A year ago, as the Fourth of July approached, Todd Bradley sensed unease in his Normal Heights neighborhood. Many people didn’t feel like celebrating America’s birthday.
Part of it was the U.S. Supreme Court’s controversial decision in June 2022 overturning constitutional protections for abortion, he said. Part of it was the seemingly endless polarization between liberals and conservatives, Republicans and Democrats, left and right.
“Everybody was really concerned about what was happening in the country,” he said. “A lot of people felt like they weren’t being heard.”
Bradley is a photographer, so his response to all this came naturally: He picked up a camera.
He invited people into his garage studio for portraits. They were handed two small chalkboards, each with a prompt already on it. One said, “America Is,” and the other, “Freedom Is.”
Each person filled in the blank on one of the boards and then held it up as Bradley took the picture.
The answers ran the gamut, from hopeful to worried. There was anger, sure — but joy too.
Bradley felt he was onto something. When the Fourth arrived, he went to a neighborhood ice cream social and brought his camera. He took more portraits of people holding a chalkboard and standing in front of a U.S. flag.
America Is….
“In Big Trouble,” one neighbor wrote.
“The Greatest Country in the World,” wrote another.
“Where immigrants make us stronger.”
And this:
“My home.”
When he was done, Bradley had 34 portraits, enough for a gallery show. He’s had exhibits of other work, including one called “War Stories I Never Heard,” which focuses on a grandfather of his who fought in the D-Day invasion at Normandy during World War II.
But gallery shows are hard to come by, and they are often scheduled years in advance. So with the Fourth of July coming around again this year, Bradley has arranged a unique four-day art presentation.
He’s taken 18 of the portraits and printed them on 2-foot-by-3-foot sheets of vinyl. He’s put grommets in the corners. The pictures are hung on a white picket fence lining the front yard in Normal Heights where the neighbors gather for the annual Independence Day ice cream social.
The project has a name: “Freedom on the Fence.” Bradley sees it as a celebration of the community’s diversity and spirit, and of the ties that bind.
“Unlike politicians, people who talk to each other can see each other as caring individuals and meet somewhere in the middle,” Bradley said. “They have figured out what’s missing from our country — the ability to see each other as people.”
‘No fights broke out’
Bradley, 52, makes his living cutting hair — he and his husband run Walter Todd salon in Hillcrest — but his passion for photography pre-dates that. He’s been interested in cameras since he was a child.
He specializes in macro-lens work, constructing miniature dioramas to tell stories about nature, his family and America. His work has been exhibited in museums and galleries, public-art installations and magazines.
Cameras, he said, are ubiquitous now; almost everyone carries one in their cellphone.

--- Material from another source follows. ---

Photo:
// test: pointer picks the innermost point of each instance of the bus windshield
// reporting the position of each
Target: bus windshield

So how can the medium be used to tell different stories?
One of the themes he’s explored in various projects is decay — seed pods, structures, society — and that may be why his radar picked up on the dismay percolating among his neighbors last year as the Fourth neared.
“People seemed really upset,” he said.
Some of that showed up in the portraits he took. One man wrote an expletive under “America Is” and extended a middle finger. Others raised pointed concerns about the future of women’s rights and racial equality. One wrote a single word: “Broken.”

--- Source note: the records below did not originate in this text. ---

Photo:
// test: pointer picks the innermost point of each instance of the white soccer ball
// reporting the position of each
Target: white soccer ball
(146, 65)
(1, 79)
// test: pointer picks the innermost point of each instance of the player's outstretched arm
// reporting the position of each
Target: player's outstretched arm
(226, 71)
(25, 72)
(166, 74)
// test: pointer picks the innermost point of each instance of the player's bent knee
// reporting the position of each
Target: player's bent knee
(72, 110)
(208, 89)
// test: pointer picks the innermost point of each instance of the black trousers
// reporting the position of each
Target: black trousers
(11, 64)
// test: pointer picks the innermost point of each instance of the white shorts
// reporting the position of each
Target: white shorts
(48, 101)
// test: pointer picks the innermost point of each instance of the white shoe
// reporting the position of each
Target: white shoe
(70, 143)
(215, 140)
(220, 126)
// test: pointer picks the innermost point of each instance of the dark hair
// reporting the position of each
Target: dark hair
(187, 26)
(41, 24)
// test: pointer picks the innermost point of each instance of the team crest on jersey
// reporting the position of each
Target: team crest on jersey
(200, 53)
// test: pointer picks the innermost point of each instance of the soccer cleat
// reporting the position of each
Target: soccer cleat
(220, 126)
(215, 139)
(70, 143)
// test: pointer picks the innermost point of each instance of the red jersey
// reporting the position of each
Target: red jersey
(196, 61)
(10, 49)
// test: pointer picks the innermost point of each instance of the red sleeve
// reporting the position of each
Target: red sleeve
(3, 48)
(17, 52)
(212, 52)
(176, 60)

Not everybody Bradley approached wanted to participate, even though they voiced to him strong opinions about where the country is headed.
One man said he wanted to “banish the immorality that is ruining the country” and suggested more religion was the answer.
“I thought he was talking directly to me as an openly gay man,” Bradley said, “but maybe I was looking too far into his statement.” Ultimately, the man chose not to have his picture taken.
Others told him the whole project seemed “too liberal” to them and shied away. But at least it got people thinking, Bradley said. “And no fights broke out.”
One woman captured the hope behind the project when she wrote, under the “America Is” heading, “Can & Will Do Better.”
“How do we move from extreme polar opposites to a more centrist pendulum swing?” Bradley asked. “We will always have two sides to the coin, but we must find a way to compromise and work together toward a common goal.”
A work in progress
The exhibit was installed Saturday morning at the corner of 35th Street and North Mountain View Drive, on a picket fence at the home of David and Mindy Hayes. They host an Independence Day gathering there every year.
Bradley said he plans to keep the portraits up through the evening of the Fourth — fingers crossed. He’s worried, in these divisive times, about possible vandalism or other problems. On a press release announcing the project, he described it as “a family-friendly, no-hate-tolerated event.”
He also plans to be at the ice cream social at 11 a.m. on the Fourth, with his camera. He’ll be inviting more people to fill in the blanks on the chalkboards, to share their opinions about what “America Is” or what “Freedom Is.”
And to have their portraits taken.
“This is definitely a work in progress,” he said.
Kind of like the nation celebrating another birthday.